Machine Learning Design Patterns - Solutions to Common Challenges in Data Preparation, Model Building and MLOps

Authors: Michael Munn, Sara Robinson, and Valliappa Lakshmanan

GitHub Repo:


Patterns Reference

—————————- Data Representation —————————-

Design Pattern Problem Solved Solution
Hashed Feature Problems associated with categorical features such as incomplete vocabulary, size due to cardinality, and cold start. Bucket a deterministic and portable hash of string representation and accept the trade-off of collisions in the data representation.
Embeddings High-cardinality features where closeness relationships are important to preserve. Learn a data representation that maps high-cardinality data into a lower-dimensional space in such a way that the information relevant to the learning problem is preserved.
Feature Cross Model complexity insufficient to learn feature relationships. Help models learn relationships between inputs faster by explicitly making each combination of input values a separate feature.
Multimodal Input How to choose between several potential data representations. Concatenate all the available data representations.

—————————- Problem Representation —————————-

Design Pattern Problem Solved Solution
Reframing Several problems including confidence for numerical prediction, ordinal categories, restricting prediction range and multitask learning. Change the representation of the output of a ML problem; eg. representing a regression problem as classification (and vice-versa)
Multilabel More than one label applies to a given training example. Encode the label using a multi-hot array, and use k sigmoids as the output layer.
Ensembles Bias-variance trade-off on small and medium-scale problems. Combine multiple ML models and aggregate their results to make predictions.
Cascade Maintainability or drift issues when a ML problem is broken into a series of ML problems. Treat an ML system as a unified workflow for the purposes of training, evaluation and prediction.
Neutral Class The class label for some subset of examples is essentially arbitrary. Introduce an additional label for a classification model, disjoint from the current labels.
Rebalancing Heavily imbalanced data. Downsample, upsample, or use a weighted loss function depending on different considerations.

—————————- Modifying the Training Loop —————————-

Design Pattern Problem Solved Solution
Useful Overfitting Using machine learning methods to learn a physics-based model or dynamical system. Forgo the usual generalization techniques in order to intentionally overfit on the training dataset.
Checkpoints Lost progress during long-running training jobs due to machine failure. Store the full state of the model periodically, so that partially trained models are available and can be used to resume training from an intermediate point, instead of starting from scratch.
Transfer Learning Lack of large datasets that are needed to train complex machine learning models. Take part of a previously trained model, freeze the weights, and use these nontrainable layers in a new model that solves a similar problem.
Distribution Strategy Training large neural networks can take a very long time, which slows experimentation.

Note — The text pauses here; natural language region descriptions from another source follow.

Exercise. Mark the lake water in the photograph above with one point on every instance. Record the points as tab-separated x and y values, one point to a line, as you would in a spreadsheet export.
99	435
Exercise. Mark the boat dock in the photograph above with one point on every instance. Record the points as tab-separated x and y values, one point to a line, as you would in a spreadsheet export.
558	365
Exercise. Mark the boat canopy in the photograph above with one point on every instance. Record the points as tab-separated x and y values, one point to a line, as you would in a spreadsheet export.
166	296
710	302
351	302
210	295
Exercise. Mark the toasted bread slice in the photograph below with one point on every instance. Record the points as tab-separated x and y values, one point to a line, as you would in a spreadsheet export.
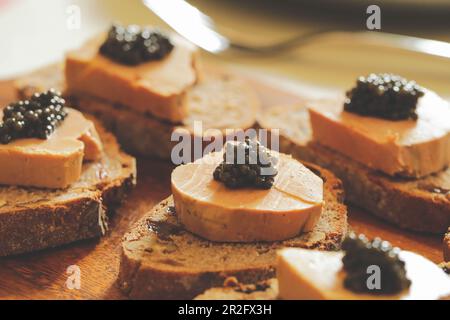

Carry the training loop out at scale over multiple workers, taking advantage of
caching, hardware acceleration, and parallelization.    
Hyperparameter Tuning How to determine the optimal hyperparameters of a machine learning model. Insert the training loop into an optimization method to find the optimal set of model hyperparameters.

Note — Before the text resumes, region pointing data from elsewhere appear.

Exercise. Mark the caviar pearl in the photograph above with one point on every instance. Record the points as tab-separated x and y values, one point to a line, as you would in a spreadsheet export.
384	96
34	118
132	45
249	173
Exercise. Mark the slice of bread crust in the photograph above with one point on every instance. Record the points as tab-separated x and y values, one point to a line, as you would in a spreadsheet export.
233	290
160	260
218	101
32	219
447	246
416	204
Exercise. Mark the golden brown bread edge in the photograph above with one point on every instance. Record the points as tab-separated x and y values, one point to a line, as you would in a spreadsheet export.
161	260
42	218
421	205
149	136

—————————- Resilience —————————-

Design Pattern Problem Solved Solution
Stateless Serving Function Production ML system must be able to synchronously handle thousands to millions of prediction requests per second. Export the machine learning model as a stateless function so that it can be shared by multiple clients in a scalable way.
Batch Serving Carrying out model predictions over large volumes of data using an endpoint that is designed to handle requests one at a time will overwhelm the model. Use software infrastructure commonly used for distributed data processing to carry out inference asynchronously on a large number of instances at once.
Continued Model Evaluation Model performance of deployed models degrades over time either due to data drift, concept drift or other changes to the pipelines which feed data to the model. Detect when a deployed model is no longer fit-for-purpose by continually monitoring model predictions and evaluating model performance.
Two-phase Predictions Large, complex models must be kept performant when they are deployed at the edge or on distributed devices. Split the use case into two phases with
only the simpler phase being carried out on the edge.    
Keyed Predictions How to map the model predictions that are returned to the corresponding model input when submitting large prediction jobs. Allow the model to pass through a client-supported key during prediction that can be used to join model inputs to model predictions.

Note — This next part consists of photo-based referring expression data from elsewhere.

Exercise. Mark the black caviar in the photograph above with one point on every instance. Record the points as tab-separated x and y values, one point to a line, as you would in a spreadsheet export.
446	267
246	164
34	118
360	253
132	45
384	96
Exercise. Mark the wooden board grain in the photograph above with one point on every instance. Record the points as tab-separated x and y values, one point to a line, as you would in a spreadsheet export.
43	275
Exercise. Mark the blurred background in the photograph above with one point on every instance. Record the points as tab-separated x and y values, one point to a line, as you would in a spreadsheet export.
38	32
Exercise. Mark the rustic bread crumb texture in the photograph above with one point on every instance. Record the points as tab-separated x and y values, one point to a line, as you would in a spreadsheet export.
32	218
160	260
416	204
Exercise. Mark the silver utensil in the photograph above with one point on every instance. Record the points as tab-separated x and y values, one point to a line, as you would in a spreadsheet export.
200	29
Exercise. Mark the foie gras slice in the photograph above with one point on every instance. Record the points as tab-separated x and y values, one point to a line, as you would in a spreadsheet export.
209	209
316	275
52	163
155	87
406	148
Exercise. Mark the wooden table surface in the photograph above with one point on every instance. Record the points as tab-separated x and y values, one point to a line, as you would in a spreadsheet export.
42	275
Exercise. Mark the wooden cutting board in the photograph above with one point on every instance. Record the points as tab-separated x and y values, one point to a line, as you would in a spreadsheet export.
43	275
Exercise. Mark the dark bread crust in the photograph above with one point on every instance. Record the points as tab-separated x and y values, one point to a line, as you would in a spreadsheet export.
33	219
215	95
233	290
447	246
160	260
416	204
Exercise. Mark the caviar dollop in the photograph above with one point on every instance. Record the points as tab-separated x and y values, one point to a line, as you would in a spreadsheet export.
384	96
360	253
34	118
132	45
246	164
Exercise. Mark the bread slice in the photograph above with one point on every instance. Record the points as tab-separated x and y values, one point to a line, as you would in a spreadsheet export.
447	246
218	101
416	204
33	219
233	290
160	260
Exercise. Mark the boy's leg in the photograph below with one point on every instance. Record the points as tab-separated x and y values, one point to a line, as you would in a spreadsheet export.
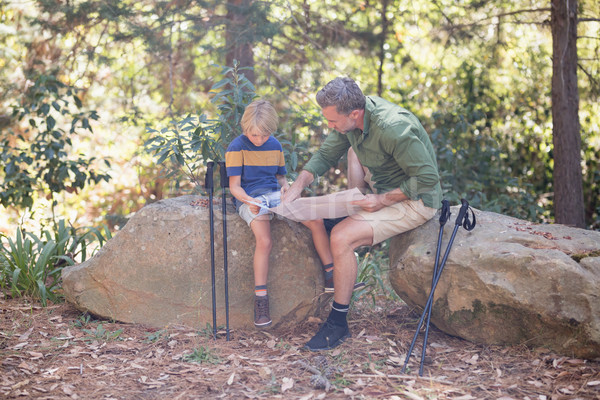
261	227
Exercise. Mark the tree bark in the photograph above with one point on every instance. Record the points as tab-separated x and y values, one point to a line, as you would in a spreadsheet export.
238	39
568	185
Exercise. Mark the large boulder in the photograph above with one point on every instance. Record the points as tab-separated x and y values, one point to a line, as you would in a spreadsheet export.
157	269
507	282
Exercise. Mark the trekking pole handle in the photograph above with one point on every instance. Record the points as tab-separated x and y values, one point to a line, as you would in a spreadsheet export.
463	216
223	171
462	212
445	212
208	179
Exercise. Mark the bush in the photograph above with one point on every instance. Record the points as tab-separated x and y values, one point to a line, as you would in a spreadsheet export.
31	265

—————————- Reproducibility —————————-

Design Pattern Problem Solved Solution
Transform The inputs to a model must be transformed to create the features the model expects and that process must be consistent between training and serving. Explicitly capture and store the transformations applied to convert the model inputs into features.
Repeatable Splitting When creating data splits, it’s important to have a method that is lightweight and repeatable regardless of the programming language or random seeds. Identify a column that captures the correlation relationship between rows and use the Farm Fingerprint hashing algorithm to split the available data into training, validation, and testing datasets.
Bridged Schema As new data becomes available, any changes to the data schema could prevent using both the new and old data for retraining. Adapt the data from its older, original data schema to match the schema of the newer, better data.
Windowed Inference Some models require an ongoing sequence of instances to run inference, or features must be aggregated across a time window in such a way that avoids training–serving skew. Externalize the model state and invoke the model from a stream analytics pipeline to ensure that features calculated in a dynamic, time-dependent way can be correctly repeated between training and serving.
Workflow Pipeline When scaling the ML workflow, run trials independently and track performance for each step of the pipeline. Make each step of the ML workflow a separate, containerized service that can be chained together to make a pipeline that can be run with a single REST API
Feature Store The ad hoc approach to feature engineering slows model development and leads to duplicated effort between teams as well as work stream inefficiency. Create a feature store, a centralized location to store and document feature datasets that will be used in building machine learning models and can be shared across projects and teams.
Model Versioning It is difficult to carry out performance monitoring and split test model changes while having a single model in production or to update models without breaking existing users. Deploy a changed model as a microservice with a different REST endpoint to achieve backward compatibility for deployed models.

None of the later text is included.